Começando pela palavra amor. Existe um imenso número de significados para essa palavra. Nosso idioma, assim como a maioria dos idiomas modernos ocidentais, são pobres em descrever os conteúdos psíquicos e emocionais. Como exemplo, existe amor entre irmãos de uma irmandade, amor por uma atividade, amor por uma pessoa. Também existe o amor de mãe e pai, que mais se aproxima de um amor divino. Por fim existe o amor Divino, ou o amor-Absoluto-infinito.

Se você meditar sobre essas formas de amor notará que não são iguais. No entanto, a nossa sociedade ocidental moderna e globalizada promove principalmente o amor por uma pessoa ou o amor como erotismo. O amor pelo criador está associado à religiosidade. Por consequência, muitos são os que não mais buscam entender seu significado. Afinal, religião tornou algo cheio de dogmas e contradições do qual as pessoas não mais sentem afinidade.

Deixei categoricamente claro para mim mesmo, que embora os dados para evocar em suas presenças o ser sagrado, os impulsos de ‘Fé’, ‘Esperança’ e ‘Amor’ já estejam bastante degenerados nos seres deste planeta, entretanto o fator de produção desse ser -impulso no qual toda a psique dos seres de um sistema de três cérebros é em geral baseada, e cujo impulso existe sob o nome de ‘Consciência-Objetivo’ ainda não está atrofiado neles, e permanece em sua presença quase em seu estado primordial.

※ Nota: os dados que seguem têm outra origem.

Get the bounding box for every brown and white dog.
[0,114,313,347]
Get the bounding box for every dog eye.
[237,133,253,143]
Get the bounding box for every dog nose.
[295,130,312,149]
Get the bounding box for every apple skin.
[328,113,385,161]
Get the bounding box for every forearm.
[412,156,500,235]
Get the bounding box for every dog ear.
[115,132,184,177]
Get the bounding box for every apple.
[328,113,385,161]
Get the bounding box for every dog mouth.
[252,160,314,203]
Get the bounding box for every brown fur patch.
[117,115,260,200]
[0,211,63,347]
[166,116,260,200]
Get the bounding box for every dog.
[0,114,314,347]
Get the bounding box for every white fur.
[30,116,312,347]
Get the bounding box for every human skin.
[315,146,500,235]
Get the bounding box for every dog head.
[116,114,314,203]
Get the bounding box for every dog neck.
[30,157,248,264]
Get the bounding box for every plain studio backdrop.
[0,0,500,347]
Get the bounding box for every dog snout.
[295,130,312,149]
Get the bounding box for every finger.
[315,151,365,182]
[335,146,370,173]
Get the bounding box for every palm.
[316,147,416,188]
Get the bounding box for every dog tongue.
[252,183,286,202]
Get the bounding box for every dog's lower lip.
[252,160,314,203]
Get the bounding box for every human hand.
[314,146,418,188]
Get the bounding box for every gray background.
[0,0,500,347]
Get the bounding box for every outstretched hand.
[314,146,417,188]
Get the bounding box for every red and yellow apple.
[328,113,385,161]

Gurdjieff – Relatos de Belzebu para seu neto

Quando falamos da esperança, o erro mais comum é associar a palavra com espera. Esperança não é ficar parado esperando por algo. No ditado popular “Quem espera sempre alcança” não é sobre quem fica sentado aguardando um ônibus chegar. É sobre o sentimento de que é possível realizar o que deseja. Todavia, aprendemos pelo Quarto Caminho que não podemos fazer, ou seja, não podemos nos transformar.

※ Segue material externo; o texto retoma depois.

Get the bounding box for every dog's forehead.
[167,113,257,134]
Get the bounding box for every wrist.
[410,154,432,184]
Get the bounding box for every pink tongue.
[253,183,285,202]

Isso é realmente um fato até um certo ponto. Conforme a primeira postagem do ano, podemos e devemos sim fazer o que nos cabe fazer. Assim, o que nos cabe fazer deve ser feito com esse sentimento de esperança sempre. O sentimento de quem acredita que alcançará o que se pretende. Note que estamos perante algo complexo. Temos de acreditar ser possível alcançar algo que não podemos fazer. No entanto, podemos e devemos fazer o que nos cabe fazer e acreditar que o restante irá chegar. Assim, esperança e fé se conectam. Logo, a primeira fé deve ser a fé no processo escolhido.

A verdadeira fé vem de uma força interior. Uma força que traz a impressão de ser e não ser nossa ao mesmo tempo. Por isso é uma força que chega como um choque exterior. É uma força que traz certeza, confiança absoluta, sem manchas de dúvidas sobre a necessidade de realizar o trabalho interior. Mesmo que se tenha esperança (sentimento), pode não ter fé (entendimento). A fé é a síntese do conhecimento e experiência. É o entendimento direto que vem de dentro.

A fé imposta como dogma ou pela crença em um mestre possui sua importância. No entanto, funciona até o determinado ponto em que o buscador da verdade encontre em si a fé. Dessa forma, não precisa mais de um agente exterior para lhe garantir sua força. A confiança sobre sua missão e trabalho interior passa a vir de sua própria capacidade de compreender tal processo.

Conforme exposto no artigo da semana passada, não há como provar a existência de uma vida eterna, recompensa ou possibilidades de evolução a quem se dispõe a trabalhar sobre si. Muitas vezes se tem o sentimento de que está enxugando gelo. Um serviço sem fim e sem propósito claro, além do que “outros mestres” disseram sobre isso. Esse sentimento honesto e verdadeiro de descrença tem sua função. É o famoso ponto em que o buscador precisa fazer seu salto de fé. Ninguém pode realizar isso pelo outro. Entretanto, se você não realizar seu próprio salto terá o seu desenvolvimento cristalizado em um ponto intermediário.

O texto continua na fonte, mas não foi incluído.